The 42-year-old man has fired three warning shots with a rifle inside the bank premises in the busy Hamra district of Beirut. He is also equipped with a jug of petrol and must have full petrol throughout the room.
Photos of the man show him carrying what appears to be a pump-action shotgun.
The man is said to have entered The Federal Bank of Lebanon in Hamra just before 12 noon on Thursday
– No thug
According to Al Jazeera, the man has threatened to set himself on fire if he is not paid his money.
Security sources state that he is holding seven or eight employees and customers hostage in the premises. A customer in the bank, who fled the building, tells local media that the man has demanded to be paid 2,000 dollars in order to be able to pay for medicine for his father, who is in hospital.
According to the news agency AP, the man’s brother is said to be at the scene.
– My brother is no crook. He is a proper man. He takes what he has in his pockets and gives to others, says his brother Atef al-Sheikh to the news agency.
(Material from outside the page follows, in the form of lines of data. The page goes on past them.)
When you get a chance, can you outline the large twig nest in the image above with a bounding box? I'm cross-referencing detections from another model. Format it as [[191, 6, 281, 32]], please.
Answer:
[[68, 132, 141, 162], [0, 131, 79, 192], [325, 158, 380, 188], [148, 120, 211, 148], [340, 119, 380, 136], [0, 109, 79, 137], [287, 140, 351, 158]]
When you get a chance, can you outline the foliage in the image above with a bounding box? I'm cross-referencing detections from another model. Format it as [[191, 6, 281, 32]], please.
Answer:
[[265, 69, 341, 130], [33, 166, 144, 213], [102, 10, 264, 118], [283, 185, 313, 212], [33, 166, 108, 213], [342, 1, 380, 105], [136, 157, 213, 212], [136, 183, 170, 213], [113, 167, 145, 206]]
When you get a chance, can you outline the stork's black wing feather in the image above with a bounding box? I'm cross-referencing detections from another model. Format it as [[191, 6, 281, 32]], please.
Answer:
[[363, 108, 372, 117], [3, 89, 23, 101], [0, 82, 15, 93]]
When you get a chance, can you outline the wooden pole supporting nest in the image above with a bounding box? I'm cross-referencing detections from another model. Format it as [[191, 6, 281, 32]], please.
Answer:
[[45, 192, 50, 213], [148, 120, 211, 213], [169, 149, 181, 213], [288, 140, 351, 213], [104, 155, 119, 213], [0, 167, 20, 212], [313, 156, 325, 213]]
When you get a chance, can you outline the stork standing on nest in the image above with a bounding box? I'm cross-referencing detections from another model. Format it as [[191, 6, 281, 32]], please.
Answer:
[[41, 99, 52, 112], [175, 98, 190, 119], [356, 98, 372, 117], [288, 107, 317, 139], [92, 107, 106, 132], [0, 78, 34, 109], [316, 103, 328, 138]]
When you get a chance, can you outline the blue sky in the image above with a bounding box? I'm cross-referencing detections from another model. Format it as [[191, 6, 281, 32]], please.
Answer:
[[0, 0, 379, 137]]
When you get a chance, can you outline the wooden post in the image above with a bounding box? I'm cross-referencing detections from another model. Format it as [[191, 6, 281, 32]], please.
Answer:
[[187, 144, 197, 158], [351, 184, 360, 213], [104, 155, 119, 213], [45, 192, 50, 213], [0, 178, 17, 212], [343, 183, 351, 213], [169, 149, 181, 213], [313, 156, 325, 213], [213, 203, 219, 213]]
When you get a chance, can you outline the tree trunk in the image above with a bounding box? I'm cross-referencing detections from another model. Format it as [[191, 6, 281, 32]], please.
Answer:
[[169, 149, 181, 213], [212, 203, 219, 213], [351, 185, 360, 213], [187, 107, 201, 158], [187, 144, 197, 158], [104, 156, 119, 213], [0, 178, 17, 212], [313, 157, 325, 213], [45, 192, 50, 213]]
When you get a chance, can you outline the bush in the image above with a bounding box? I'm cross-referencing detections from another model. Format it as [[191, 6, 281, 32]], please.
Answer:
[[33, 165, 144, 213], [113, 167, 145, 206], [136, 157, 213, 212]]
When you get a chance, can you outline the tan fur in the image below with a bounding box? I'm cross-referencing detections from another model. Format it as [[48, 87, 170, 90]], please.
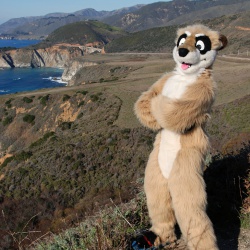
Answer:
[[135, 25, 226, 250]]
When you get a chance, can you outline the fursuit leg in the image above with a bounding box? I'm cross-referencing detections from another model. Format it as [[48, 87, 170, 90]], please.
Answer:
[[169, 148, 218, 250], [144, 135, 176, 245]]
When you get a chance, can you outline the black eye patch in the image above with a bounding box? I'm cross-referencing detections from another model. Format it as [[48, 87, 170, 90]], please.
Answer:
[[176, 34, 187, 47], [195, 36, 212, 55]]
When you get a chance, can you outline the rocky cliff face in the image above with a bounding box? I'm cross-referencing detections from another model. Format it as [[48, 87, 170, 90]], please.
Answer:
[[0, 45, 83, 68], [62, 60, 97, 86]]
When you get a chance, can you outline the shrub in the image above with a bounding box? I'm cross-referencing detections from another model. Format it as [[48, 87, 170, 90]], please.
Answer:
[[39, 94, 50, 106], [63, 94, 70, 102], [23, 96, 33, 103], [5, 99, 13, 108], [30, 131, 55, 148], [90, 95, 99, 102], [78, 101, 85, 107], [3, 116, 13, 126], [15, 151, 32, 162], [77, 113, 83, 119], [23, 114, 36, 124], [76, 90, 88, 95], [59, 122, 73, 130], [0, 156, 14, 169]]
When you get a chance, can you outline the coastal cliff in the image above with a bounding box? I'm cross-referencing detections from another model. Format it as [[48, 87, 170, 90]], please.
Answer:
[[0, 44, 83, 68], [62, 60, 98, 85]]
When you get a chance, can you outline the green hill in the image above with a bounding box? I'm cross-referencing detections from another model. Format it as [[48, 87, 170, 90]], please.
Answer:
[[35, 21, 126, 46], [105, 11, 250, 53]]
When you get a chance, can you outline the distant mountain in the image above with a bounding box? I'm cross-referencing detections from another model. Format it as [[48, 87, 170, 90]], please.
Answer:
[[34, 21, 127, 48], [0, 5, 144, 39], [102, 0, 250, 32], [105, 11, 250, 53], [0, 16, 41, 34]]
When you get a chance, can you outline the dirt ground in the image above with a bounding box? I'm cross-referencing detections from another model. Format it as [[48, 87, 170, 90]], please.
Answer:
[[2, 53, 250, 250]]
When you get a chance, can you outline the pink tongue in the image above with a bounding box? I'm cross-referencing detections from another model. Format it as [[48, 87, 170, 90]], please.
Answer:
[[181, 63, 189, 70]]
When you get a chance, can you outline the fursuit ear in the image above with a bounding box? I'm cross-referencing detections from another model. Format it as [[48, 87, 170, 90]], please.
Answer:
[[218, 34, 227, 50]]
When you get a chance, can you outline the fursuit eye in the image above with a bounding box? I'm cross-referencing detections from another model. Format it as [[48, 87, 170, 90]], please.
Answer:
[[179, 37, 186, 46], [195, 40, 205, 51]]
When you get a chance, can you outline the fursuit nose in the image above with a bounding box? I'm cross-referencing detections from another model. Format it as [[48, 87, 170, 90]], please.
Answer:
[[179, 48, 189, 57]]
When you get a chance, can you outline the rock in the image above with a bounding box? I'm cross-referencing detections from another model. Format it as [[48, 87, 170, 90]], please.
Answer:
[[0, 45, 83, 68], [62, 60, 97, 83]]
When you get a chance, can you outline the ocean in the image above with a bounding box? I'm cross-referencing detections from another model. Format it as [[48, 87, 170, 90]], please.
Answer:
[[0, 68, 66, 95], [0, 40, 67, 95], [0, 39, 40, 48]]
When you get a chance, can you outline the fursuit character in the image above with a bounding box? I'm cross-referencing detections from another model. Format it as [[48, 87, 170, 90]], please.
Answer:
[[135, 24, 227, 250]]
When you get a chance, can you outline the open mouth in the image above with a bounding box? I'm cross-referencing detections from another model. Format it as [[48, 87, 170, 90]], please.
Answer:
[[181, 62, 192, 70]]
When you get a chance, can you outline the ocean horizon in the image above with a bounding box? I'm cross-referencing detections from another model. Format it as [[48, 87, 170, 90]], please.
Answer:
[[0, 39, 41, 49], [0, 40, 67, 95]]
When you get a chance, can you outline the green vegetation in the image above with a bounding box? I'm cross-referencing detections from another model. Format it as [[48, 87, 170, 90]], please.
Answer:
[[23, 96, 33, 103], [63, 94, 70, 102], [30, 131, 55, 148], [23, 114, 36, 124], [105, 26, 177, 52], [32, 192, 149, 250], [5, 99, 13, 109], [2, 116, 13, 126], [39, 94, 50, 106], [41, 21, 125, 46], [0, 55, 250, 249]]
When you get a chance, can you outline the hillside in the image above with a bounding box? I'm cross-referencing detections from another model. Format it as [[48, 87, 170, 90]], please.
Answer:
[[0, 5, 143, 39], [105, 11, 250, 55], [102, 0, 250, 32], [0, 54, 250, 249], [41, 21, 126, 47], [0, 0, 250, 39]]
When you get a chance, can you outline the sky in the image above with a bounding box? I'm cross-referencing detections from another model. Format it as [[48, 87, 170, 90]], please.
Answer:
[[0, 0, 169, 24]]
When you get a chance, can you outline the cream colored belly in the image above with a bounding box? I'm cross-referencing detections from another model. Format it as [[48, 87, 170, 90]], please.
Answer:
[[158, 129, 181, 178]]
According to Lebanese media, the man has around 200,000 dollars in his bank account, but Lebanon is in the middle of a bottomless economic crisis, and the country’s banks have since 2019 introduced strict restrictions on the withdrawal of foreign currency. Around 80 per cent of the inhabitants now live below the poverty line.
Surrounded
Large security forces have surrounded the bank premises and tried to persuade the man to surrender, or at least release some of the hostages, but he has so far refused.
A large number of protesters have gathered around the crime scene and are shouting slogans against both the government and the banking system. Some passers-by even call the 42-year-old a hero.
In January, the owner of a cafe took several bank employees hostage and threatened to kill them. He ended up withdrawing $50,000.